The HHG source is capable of producing photons up to an energy of \(\sim 100\,\)eV. To demonstrate the capabilities of the SNSPD in this higher energetic region, we interchanged the aluminum filter of the HHG source with a zirconium foil. Thus, radiation between \(\sim 60-100\,\)eV hits the detector and could be registered. However, the IR-transmission of the used zirconium foils for the driving laser wavelength was higher in comparison to the aluminum filter. Therefore, infrared photons reached the detector and caused high count rates in the order of \(20\,\)counts per second even without actual harmonic radiation. By exploiting the above-mentioned dependence of the detection process on the bias current it was however possible to select a current (\(I_B=30\,\mu\)A), which switched the sensitivity of the SNSPD for infrared photons almost completely off while simultaneously maintaining the EUV sensitivity. Therefore, the detector can be used to count EUV photons even if remaining infrared laser light is present. The ability to blind the detector for IR light is a significant advantage over other detector technologies. To preserve the detector from too high infrared photon-flux, we had to slightly changed the beam direction for measurements at higher photon energies to hit the detector only at the edge of the Gaussian light distribution. For this reason, we measured an EUV count rate of 5 counts/minute for EUV photons above \(60\,\)eV. The background count rate with infrared laser only (gas supply off) was \(0.6\,\)counts/minute.

Conclusion

Our findings prove that a single-photon detector based on superconducting nanowires can be utilized for photon counting of EUV photons in particular from a laser-driven HHG source with very low dark count rates. The laser repetition rate in the presented experiment is \(1\,\)kHz. Novel fiber-laser approaches for high-power laboratory-based HHG sources however are realized by drastically increasing the repetition rate up to the MHz [45] regime so that the high possible count-rate of the SNSPD can be exploited in the future. The detector can be blinded for infrared photons by adjusting the bias current, which is a major advantage for laser-based EUV sources. Apart from the possibility to disregard low energy photons, SNSPDs inherently offer only limited ways to differentiate between photons of different energies [46].

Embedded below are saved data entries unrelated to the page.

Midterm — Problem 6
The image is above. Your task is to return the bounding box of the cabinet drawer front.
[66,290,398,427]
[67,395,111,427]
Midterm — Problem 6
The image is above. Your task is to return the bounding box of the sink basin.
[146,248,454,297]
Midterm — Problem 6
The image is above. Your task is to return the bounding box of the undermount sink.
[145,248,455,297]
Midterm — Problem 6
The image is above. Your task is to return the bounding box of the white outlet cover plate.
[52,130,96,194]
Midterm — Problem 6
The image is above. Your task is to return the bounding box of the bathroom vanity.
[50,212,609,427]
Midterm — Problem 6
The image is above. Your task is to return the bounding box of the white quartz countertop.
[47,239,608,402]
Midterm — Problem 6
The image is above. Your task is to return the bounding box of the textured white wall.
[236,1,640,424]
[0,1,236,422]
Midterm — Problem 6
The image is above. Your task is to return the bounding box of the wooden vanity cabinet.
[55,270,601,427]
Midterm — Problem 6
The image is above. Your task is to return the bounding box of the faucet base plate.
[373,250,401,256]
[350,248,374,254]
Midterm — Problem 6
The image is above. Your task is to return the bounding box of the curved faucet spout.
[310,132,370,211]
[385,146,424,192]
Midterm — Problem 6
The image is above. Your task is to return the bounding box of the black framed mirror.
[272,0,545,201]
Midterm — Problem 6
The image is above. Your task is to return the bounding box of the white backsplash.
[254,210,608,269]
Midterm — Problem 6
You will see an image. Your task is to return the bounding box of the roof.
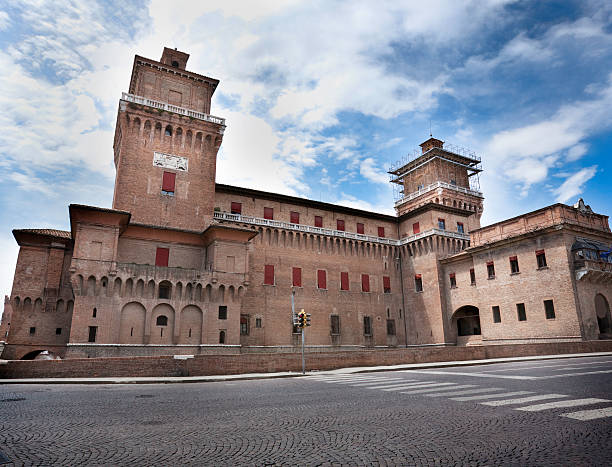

For imaging purposes, spatial resolution needs to be added to the detection scheme. This could be implemented with pixelated setups of several SNSPDs or by measuring the position of the event on the meandered wire by evaluating the delay between the signal at the two ends [47]. The presented proof-of-concept paves the way for future applications of SNSPDs and other cryogenic detector schemes [48, 49] for laser-based high harmonic light sources in coherent imaging [50], EUV quantum optics [35], and quantum imaging [51, 52].